Был седьмой час утра.

Залмановский приют, что против обжорки, давно опустел.

Сносчики, элеваторщики, лесники, бакалейщики и полежалыцики давно покинули уже приют и расползлись по всем щелям порта.

А Степан-угольщик и не думал оставлять приюта.

Встав час назад, он присел на матраце, обхватив обеими волосатыми руками свои колени, зарыл в них свою всклокоченную голову и проводил мутными глазами ночлежников.

Проводив их, Степан перевел глаза на приютского сторожа.

Тот, мягко ступая по липкому асфальту пола необутыми ногами, подбирал матрацы, складывал их вдвое и тесно развешивал на протянутой во всю длину палаты веревке.

Сторож после принес ведро воды, швабру и, подкатав до щиколоток брюки, развел на полу шваброй лужу.

Степан не спускал с него глаз. Мрачно насупившись, он следил за каждым взмахом его швабры и грязными ручейками, бегавшими по всей палате.

Степан повернулся потом к окну.

В закрытое и покосившееся окно печально глядела осень. Мелькал, барабаня в стекла, дождь, и проносились темные клочковатые тучи.

Сыро, грязно и скучно было в порту. И Степан отвернулся.

Он по-прежнему обхватил колени руками и зарыл в них голову.

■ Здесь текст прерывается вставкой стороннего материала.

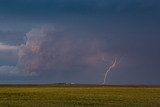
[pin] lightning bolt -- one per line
(109, 69)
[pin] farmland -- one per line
(79, 96)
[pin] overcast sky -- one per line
(49, 41)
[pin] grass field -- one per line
(79, 96)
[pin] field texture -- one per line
(78, 96)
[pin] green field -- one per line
(79, 96)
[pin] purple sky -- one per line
(49, 41)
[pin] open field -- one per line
(79, 96)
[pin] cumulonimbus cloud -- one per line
(48, 50)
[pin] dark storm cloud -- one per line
(78, 6)
(127, 28)
(49, 50)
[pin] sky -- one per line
(76, 41)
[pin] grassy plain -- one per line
(79, 96)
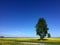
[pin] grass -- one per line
(16, 41)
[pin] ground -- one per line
(29, 41)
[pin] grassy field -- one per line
(19, 41)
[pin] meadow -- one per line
(29, 41)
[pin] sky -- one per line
(18, 18)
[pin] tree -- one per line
(49, 35)
(41, 28)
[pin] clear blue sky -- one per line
(19, 17)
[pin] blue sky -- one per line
(19, 17)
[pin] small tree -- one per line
(49, 35)
(41, 28)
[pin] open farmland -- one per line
(29, 41)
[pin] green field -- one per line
(29, 41)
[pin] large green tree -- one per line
(41, 28)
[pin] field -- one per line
(29, 41)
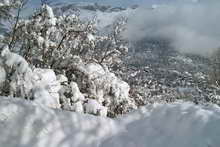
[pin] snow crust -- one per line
(160, 125)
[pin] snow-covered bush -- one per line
(46, 40)
(70, 63)
(19, 80)
(101, 85)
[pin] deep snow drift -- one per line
(25, 124)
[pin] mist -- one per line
(189, 27)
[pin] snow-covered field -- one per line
(25, 124)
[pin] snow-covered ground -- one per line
(25, 124)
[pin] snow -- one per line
(47, 87)
(93, 107)
(160, 125)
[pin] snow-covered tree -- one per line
(81, 58)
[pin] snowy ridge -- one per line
(23, 124)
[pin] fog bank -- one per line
(191, 28)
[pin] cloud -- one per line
(191, 28)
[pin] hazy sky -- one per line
(111, 2)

Постороннему могло бы показаться, что Степан в данный момент занят какой-нибудь думой, навеянной осенью, и что эта дума, как червь, сосет и гложет его.

Но он ошибся бы. Степан ровно ни о чем не думал, хотя низкий лоб у него то и дело морщился.

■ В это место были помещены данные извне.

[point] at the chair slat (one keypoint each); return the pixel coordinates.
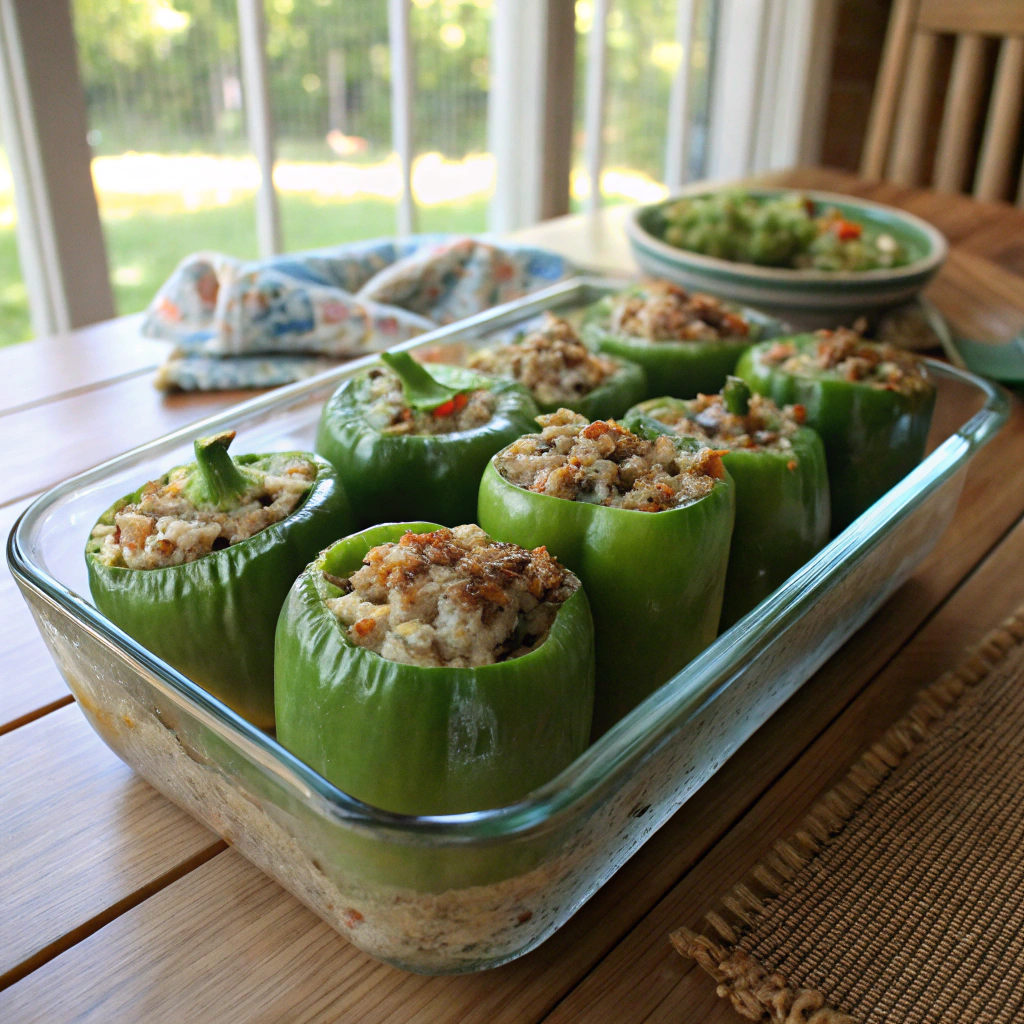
(985, 17)
(888, 88)
(999, 143)
(911, 124)
(953, 157)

Да ему и думать-то было не о чем. Все им было давно передумано.

В свое время бесконечно длинными зимними и осенними вечерами он думал о тех милых близких, которых он бросил, о возвращении к ним, о новой совместной с ними жизни, он думал и мечтал о работе на пользу страждущего ближнего, о торжестве добра и правды.

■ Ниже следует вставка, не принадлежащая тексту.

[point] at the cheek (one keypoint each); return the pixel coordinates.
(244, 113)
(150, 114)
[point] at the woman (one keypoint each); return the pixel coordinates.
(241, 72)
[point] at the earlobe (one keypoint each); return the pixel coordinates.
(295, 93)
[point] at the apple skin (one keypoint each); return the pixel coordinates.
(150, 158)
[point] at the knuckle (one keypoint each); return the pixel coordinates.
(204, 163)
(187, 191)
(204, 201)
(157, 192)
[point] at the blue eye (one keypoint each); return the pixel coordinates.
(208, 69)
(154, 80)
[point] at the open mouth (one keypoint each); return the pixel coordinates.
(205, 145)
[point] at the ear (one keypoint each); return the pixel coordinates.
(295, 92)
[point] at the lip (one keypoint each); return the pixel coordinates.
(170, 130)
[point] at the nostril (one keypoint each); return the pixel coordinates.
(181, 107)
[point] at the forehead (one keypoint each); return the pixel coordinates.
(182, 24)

Он думал обо всем этом в продолжение двадцати лет пребывания своего в карантине, пока мозг у него наконец устал думать.

И Степан постепенно забыл о своих близких, о возвращении к ним, о совместной с ними жизни и несбыточном торжестве добра и правды.

Карантинная грязь, «сливки от бешеной коровы» (водка), проклятая угольная пыль, проклятые «штифты» (паразиты), пьющие запоем «дикарскую» кровь, ужасы зимней безработицы и общество «дикарей» без веры, без почвы под ногами, без надежды на светлое будущее, общество людей, потерявших человеческий облик, их горячечный бред ночью и пессимизм, доходящий до всеотрицания, до отрицания красоты, счастья и цели в жизни, вытравили из мозга и сердца Степана все, все без исключения.

И из человека, некогда мыслившего, получилось ходячее олицетворение апатии, ходячий отброс, ходячие лохмотья, из которых высовывались страшная, обросшая голова с мутным, безжизненным взглядом и грязные конечности, существо, прячущееся днем в пыльных и глубоких, как колодец, трюмах, а вечером в обжорке и в самых отдаленных уголках приюта.

Степан апатично работал, апатично ел, пил, апатично подставлял свою спину под резину стражника, апатично глядел, как портовый «кадык»[1] выворачивал у него карманы и стаскивал с него теплушки.

Степан мог бы просидеть теперь на матраце, не изменяя своей позы, до вечера, если бы сторож не добрался к нему со шваброй и не крикнул:

– Чего матрац греешь?! Ступай! Ишь, расселся!

Степан медленно поднял голову.

– Чучело! – фыркнул ему в лицо сторож.

– Кто чучело? – равнодушно спросил Степан.

– Ты!

– Правда! – согласился Степан и чуть заметно ухмыльнулся.

– А еще дворянин, – покачал головой сторож, – образованный! Тьфу, срам какой! Поглядел бы ты на себя в зеркало. Не то что на чучело – на зверя похож. Ишь, волосища-то, патлы у тебя какие! Сам ты оборвался. Весь в клочьях, точно покусали тебя собаки. Необутый. Грудь и шея голые. Сорочки у тебя нетути; вместо нее одни подкандальники. Как у каторжана!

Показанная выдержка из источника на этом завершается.